Очень часто вампиры перебираются в Город эльфов через границу с Аспоникой – их, как и всех, не обходит стороной голод и безработица. Помыкавшись в огромном городе, беженцы в конце концов оказываются в подвале у матушки Зейхеми. Среди них тоже есть хорошие люди и подонки. Первым мы стараемся помочь, решая проблемы со службой иммиграции и находя им работу, вторые же остаются здесь навсегда, внося свою лепту в уничтожение бездомных животных.
Матушка Зейхеми, очевидно, не хотела быть невежливой. Ее пальцы, сухие, похожие на сучки дерева, покопались во внутренностях кошки, пока не вытащили крысиную голову. Она была уже наполовину переварена, и в некоторых местах белели кости. Желудочный сок застыл на бурой свалявшейся шерсти.
– Угостись, – предложила матушка Зейхеми, протягивая руку к Франсуаз. – Поддайся своей природе.
– Если ты не заткнешься, матушка Зейхеми, – сердито сказала Франсуаз, – я найду где-нибудь поблизости осиновый кол и пробью твое заботливое сердечко. Уверена, многие из сидящих здесь с радостью займут твое место.
Вампиры закивали, выражая полное согласие.
– Ты всегда считала себя лучше нас, – глухо проговорила старуха. – Вы, суккубы, не держите вампиров себе за ровню. Вы не пьете кровь, не вымазываете лица внутренностями. Но вы поступаете хуже – высасываете у людей жизненную энергию, превращая их в своих рабов. Все вы лицемеры.

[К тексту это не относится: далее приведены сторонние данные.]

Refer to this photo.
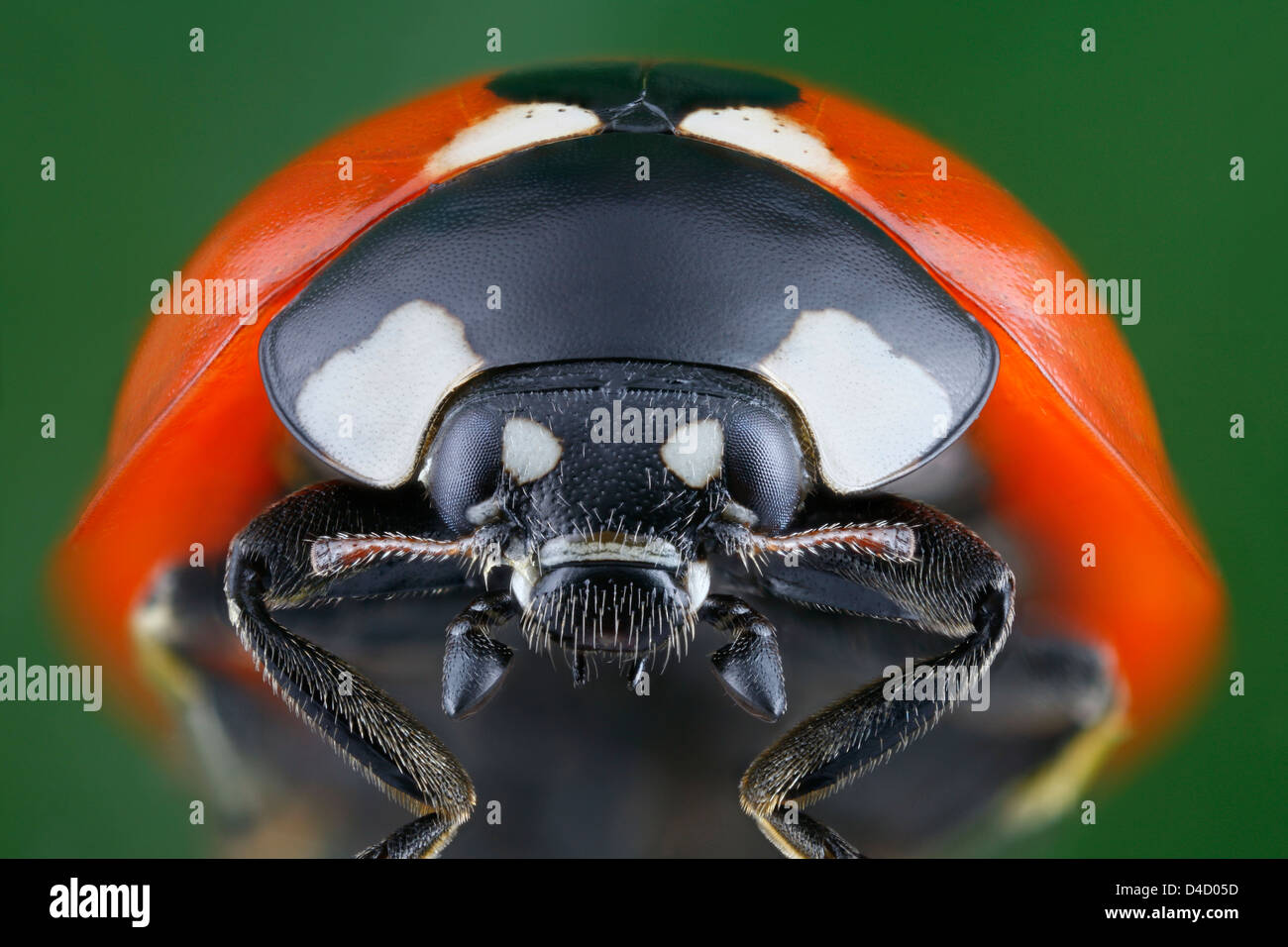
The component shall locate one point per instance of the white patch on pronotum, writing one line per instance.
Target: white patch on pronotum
(509, 129)
(695, 453)
(528, 450)
(767, 133)
(871, 411)
(390, 385)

– У меня к тебе один вопрос, – сказала Франсуаз. – И от того, как быстро ты станешь отвечать, зависит, понадобится ли тебе зубной протез. Тадеуш Владек – тебе это имя что-то говорит?

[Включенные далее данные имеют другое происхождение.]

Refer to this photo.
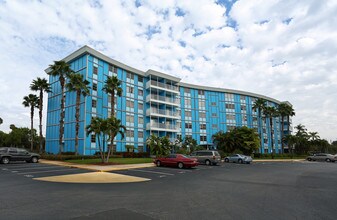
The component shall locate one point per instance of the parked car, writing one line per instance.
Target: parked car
(238, 158)
(8, 154)
(208, 157)
(322, 157)
(176, 160)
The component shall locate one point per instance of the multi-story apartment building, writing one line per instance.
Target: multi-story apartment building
(152, 103)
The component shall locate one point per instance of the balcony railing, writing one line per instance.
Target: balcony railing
(165, 99)
(165, 113)
(161, 126)
(162, 86)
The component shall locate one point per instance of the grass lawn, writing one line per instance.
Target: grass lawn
(114, 160)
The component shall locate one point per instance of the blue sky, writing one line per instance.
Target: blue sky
(282, 49)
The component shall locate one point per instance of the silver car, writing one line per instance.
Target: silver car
(238, 158)
(322, 157)
(208, 157)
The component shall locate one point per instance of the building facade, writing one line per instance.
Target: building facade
(151, 103)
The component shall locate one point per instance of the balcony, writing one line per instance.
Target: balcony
(163, 99)
(162, 113)
(162, 86)
(162, 127)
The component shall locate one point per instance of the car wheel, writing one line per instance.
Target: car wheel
(34, 160)
(5, 160)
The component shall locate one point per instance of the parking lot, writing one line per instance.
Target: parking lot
(262, 190)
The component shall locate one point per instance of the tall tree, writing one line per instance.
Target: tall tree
(114, 127)
(259, 105)
(80, 86)
(31, 101)
(61, 69)
(113, 87)
(97, 127)
(41, 85)
(271, 112)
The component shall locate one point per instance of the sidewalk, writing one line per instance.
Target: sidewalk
(104, 168)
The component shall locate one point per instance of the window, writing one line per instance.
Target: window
(230, 106)
(203, 138)
(140, 106)
(112, 68)
(129, 104)
(94, 103)
(129, 89)
(130, 118)
(188, 125)
(202, 114)
(95, 70)
(93, 138)
(140, 120)
(129, 75)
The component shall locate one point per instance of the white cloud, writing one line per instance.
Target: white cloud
(282, 49)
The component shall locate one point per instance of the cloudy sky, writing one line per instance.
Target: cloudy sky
(285, 49)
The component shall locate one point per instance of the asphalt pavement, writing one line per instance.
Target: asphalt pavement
(264, 190)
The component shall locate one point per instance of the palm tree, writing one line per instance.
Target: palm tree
(31, 101)
(80, 86)
(271, 112)
(114, 127)
(96, 127)
(113, 86)
(61, 69)
(259, 105)
(42, 86)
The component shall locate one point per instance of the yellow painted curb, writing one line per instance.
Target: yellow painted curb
(94, 177)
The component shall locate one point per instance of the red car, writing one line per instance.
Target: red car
(176, 160)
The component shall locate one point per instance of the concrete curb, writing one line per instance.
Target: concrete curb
(105, 168)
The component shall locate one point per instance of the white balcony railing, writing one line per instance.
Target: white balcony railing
(161, 126)
(162, 99)
(160, 85)
(161, 112)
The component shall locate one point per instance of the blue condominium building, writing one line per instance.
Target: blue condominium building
(152, 103)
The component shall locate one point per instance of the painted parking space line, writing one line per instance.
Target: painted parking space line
(149, 171)
(46, 171)
(36, 168)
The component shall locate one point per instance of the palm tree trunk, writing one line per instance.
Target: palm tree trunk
(282, 128)
(77, 117)
(40, 117)
(272, 136)
(62, 114)
(31, 127)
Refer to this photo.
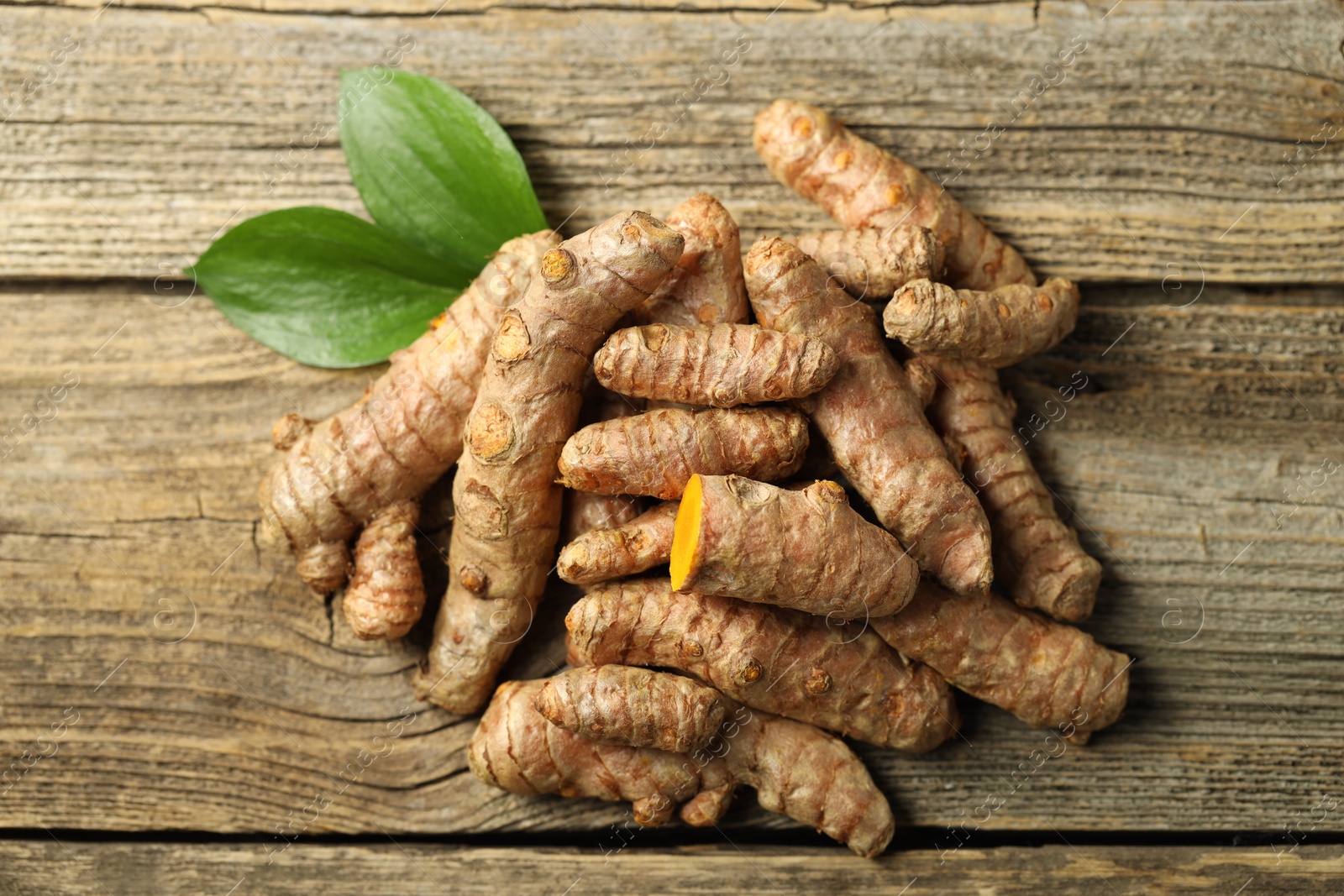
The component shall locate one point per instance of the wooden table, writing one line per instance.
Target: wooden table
(192, 699)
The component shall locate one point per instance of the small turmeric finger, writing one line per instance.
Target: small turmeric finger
(636, 707)
(864, 186)
(808, 775)
(998, 328)
(585, 511)
(719, 365)
(1046, 673)
(796, 768)
(873, 264)
(806, 550)
(640, 544)
(837, 676)
(515, 748)
(706, 285)
(386, 595)
(656, 453)
(1038, 559)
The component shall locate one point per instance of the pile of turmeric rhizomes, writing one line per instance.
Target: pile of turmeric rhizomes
(723, 453)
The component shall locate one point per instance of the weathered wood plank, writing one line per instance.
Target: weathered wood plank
(102, 868)
(1162, 148)
(242, 700)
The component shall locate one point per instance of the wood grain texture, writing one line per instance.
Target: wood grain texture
(1160, 149)
(237, 705)
(47, 866)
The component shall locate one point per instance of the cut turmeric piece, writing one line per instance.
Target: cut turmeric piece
(656, 453)
(835, 676)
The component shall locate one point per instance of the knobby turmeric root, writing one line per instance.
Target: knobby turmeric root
(656, 453)
(706, 285)
(998, 328)
(837, 676)
(796, 768)
(721, 365)
(864, 186)
(515, 748)
(640, 544)
(504, 495)
(873, 264)
(1038, 559)
(340, 473)
(585, 511)
(635, 707)
(386, 595)
(873, 419)
(804, 773)
(1046, 673)
(806, 550)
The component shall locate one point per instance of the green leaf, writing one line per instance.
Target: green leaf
(326, 288)
(433, 167)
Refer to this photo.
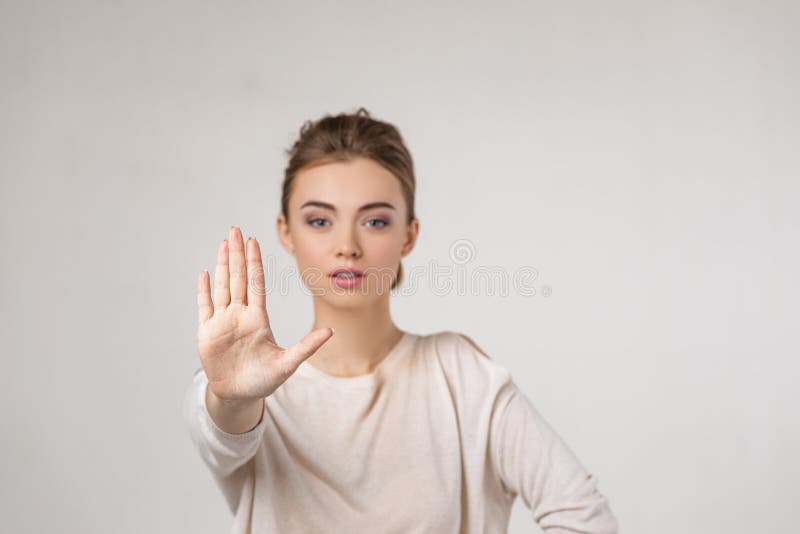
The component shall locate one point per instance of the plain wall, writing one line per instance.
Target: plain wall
(642, 157)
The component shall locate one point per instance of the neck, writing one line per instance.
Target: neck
(364, 336)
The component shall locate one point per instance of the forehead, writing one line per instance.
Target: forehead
(347, 185)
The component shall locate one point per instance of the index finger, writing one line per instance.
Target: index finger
(256, 290)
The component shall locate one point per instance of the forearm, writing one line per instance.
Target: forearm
(234, 417)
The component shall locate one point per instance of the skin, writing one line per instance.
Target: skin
(237, 347)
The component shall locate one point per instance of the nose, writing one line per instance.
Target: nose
(348, 245)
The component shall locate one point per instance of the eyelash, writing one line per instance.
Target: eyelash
(384, 221)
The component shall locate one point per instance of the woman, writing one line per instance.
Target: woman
(362, 427)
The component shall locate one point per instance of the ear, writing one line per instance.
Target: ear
(284, 235)
(411, 236)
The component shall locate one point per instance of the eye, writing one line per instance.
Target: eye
(312, 221)
(381, 223)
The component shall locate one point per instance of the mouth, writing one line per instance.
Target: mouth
(346, 273)
(346, 278)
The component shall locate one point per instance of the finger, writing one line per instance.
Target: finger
(204, 307)
(256, 290)
(222, 294)
(306, 347)
(238, 270)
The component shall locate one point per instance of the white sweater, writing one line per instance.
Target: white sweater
(437, 439)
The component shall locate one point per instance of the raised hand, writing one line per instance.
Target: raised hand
(237, 348)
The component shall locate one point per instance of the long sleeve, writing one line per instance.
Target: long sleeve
(226, 455)
(534, 462)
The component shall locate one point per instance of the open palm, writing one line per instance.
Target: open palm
(237, 348)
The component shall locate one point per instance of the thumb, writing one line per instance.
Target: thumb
(307, 346)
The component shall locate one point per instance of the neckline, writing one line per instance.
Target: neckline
(359, 381)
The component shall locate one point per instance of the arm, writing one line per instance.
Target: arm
(533, 461)
(222, 451)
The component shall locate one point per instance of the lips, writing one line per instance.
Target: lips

– Тадеуш? – Зубы на шее негритянки застучали друг об друга. – Забудь об этом слюнтяе. Октавио Карго – важный и богатый сеньор. Он – настоящий кабальеро.
В углах подвала кто-то зашевелился, и я с тревогой обнаружил, что вампиров здесь гораздо больше, чем мне показалось сначала. Из коридора за нашей спиной раздался шум – и там их тоже было много. Матушка Зейхеми обнажила в улыбке кривые гниловатые зубы.

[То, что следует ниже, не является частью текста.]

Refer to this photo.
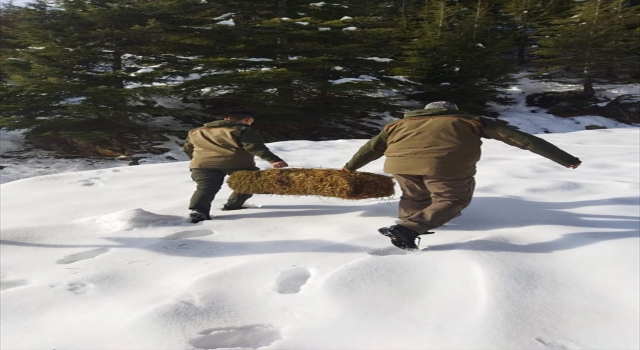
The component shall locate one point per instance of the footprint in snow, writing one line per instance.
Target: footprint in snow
(10, 284)
(89, 254)
(188, 234)
(290, 281)
(249, 336)
(558, 344)
(388, 251)
(80, 287)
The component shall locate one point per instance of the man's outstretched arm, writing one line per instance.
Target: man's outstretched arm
(517, 138)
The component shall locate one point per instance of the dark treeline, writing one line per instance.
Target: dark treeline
(112, 64)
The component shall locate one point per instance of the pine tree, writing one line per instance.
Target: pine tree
(456, 51)
(90, 61)
(596, 39)
(283, 59)
(525, 17)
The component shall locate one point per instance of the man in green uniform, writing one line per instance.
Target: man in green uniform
(218, 149)
(432, 153)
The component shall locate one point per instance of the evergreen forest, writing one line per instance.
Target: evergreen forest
(98, 72)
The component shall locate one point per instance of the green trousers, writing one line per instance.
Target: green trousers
(208, 183)
(428, 202)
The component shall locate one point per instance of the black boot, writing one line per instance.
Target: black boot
(197, 216)
(402, 237)
(227, 208)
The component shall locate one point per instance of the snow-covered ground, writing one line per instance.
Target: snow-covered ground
(18, 161)
(544, 258)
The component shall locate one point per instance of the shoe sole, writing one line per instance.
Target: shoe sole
(196, 218)
(398, 241)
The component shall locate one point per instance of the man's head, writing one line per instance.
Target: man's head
(240, 116)
(442, 105)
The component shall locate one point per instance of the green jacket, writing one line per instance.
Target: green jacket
(439, 142)
(226, 144)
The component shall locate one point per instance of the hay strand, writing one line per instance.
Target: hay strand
(312, 182)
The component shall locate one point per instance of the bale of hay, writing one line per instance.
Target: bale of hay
(312, 182)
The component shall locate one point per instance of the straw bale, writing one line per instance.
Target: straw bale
(312, 182)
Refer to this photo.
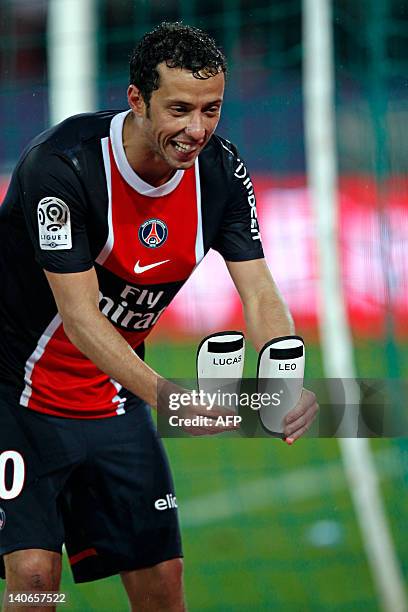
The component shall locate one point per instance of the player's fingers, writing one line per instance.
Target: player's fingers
(209, 431)
(307, 400)
(297, 428)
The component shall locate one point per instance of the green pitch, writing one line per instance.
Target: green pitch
(265, 526)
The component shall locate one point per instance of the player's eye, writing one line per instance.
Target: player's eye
(178, 110)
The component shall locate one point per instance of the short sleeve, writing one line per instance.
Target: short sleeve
(239, 236)
(54, 207)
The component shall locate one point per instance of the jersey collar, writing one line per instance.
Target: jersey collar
(130, 176)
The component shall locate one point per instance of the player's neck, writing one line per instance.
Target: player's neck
(148, 165)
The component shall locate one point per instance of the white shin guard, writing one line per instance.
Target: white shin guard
(220, 363)
(281, 366)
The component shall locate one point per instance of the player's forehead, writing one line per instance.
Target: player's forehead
(181, 84)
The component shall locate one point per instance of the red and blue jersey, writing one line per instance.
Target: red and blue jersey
(74, 203)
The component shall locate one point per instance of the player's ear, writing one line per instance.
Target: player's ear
(136, 101)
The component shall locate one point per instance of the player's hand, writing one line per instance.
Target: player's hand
(298, 420)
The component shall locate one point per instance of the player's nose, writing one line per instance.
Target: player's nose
(196, 131)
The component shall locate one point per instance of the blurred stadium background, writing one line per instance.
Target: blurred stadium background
(265, 527)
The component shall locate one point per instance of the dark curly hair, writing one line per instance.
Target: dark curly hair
(179, 46)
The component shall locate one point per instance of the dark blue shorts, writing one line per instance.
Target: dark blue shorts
(101, 486)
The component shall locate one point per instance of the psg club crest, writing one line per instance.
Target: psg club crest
(153, 233)
(2, 519)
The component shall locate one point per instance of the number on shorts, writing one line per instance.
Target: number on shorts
(18, 474)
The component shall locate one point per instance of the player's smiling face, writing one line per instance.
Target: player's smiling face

– Октавио заплатит нам больше деньги, когда мы принесем ему ваши головы, – сказала она.

7

– Френки, – произнес я. – Все как нельзя лучше.
– Вот как? – осведомилась девушка, вынимая револьвер.
– Мы узнали то, зачем пришли, – сказал я. – Тадеуш был здесь, и Карго с ним нянчится.
– Но зачем? Это птички разного полета. Для чего наркобарону понадобился Владек?
– Я хорошо изучил Карго. Он верит в свою удачу, но не полагается на нее. Предки Тадеуша долгие века искали кольца Зари. Если есть хоть один шанс, что Владек в состоянии помочь Октавио, наркобарон его не упустит.
– Какие умные люди, – прошелестела матушка Зейхеми. – Мне такие нравятся. Они вкусные… – Франсуаз взвела курок.
– Давайте, грязные твари, – произнесла она. – Я умою вас вашей кровью.
Оружие портит костюм, поэтому я не ношу его.
Серые глаза демонессы зажглись алым огнем. Подвал заливала густая темнота, и в ней таяли островки света. Теперь мрак двигался; он рассыпался на силуэты вампиров, что поднимались с грязного пола.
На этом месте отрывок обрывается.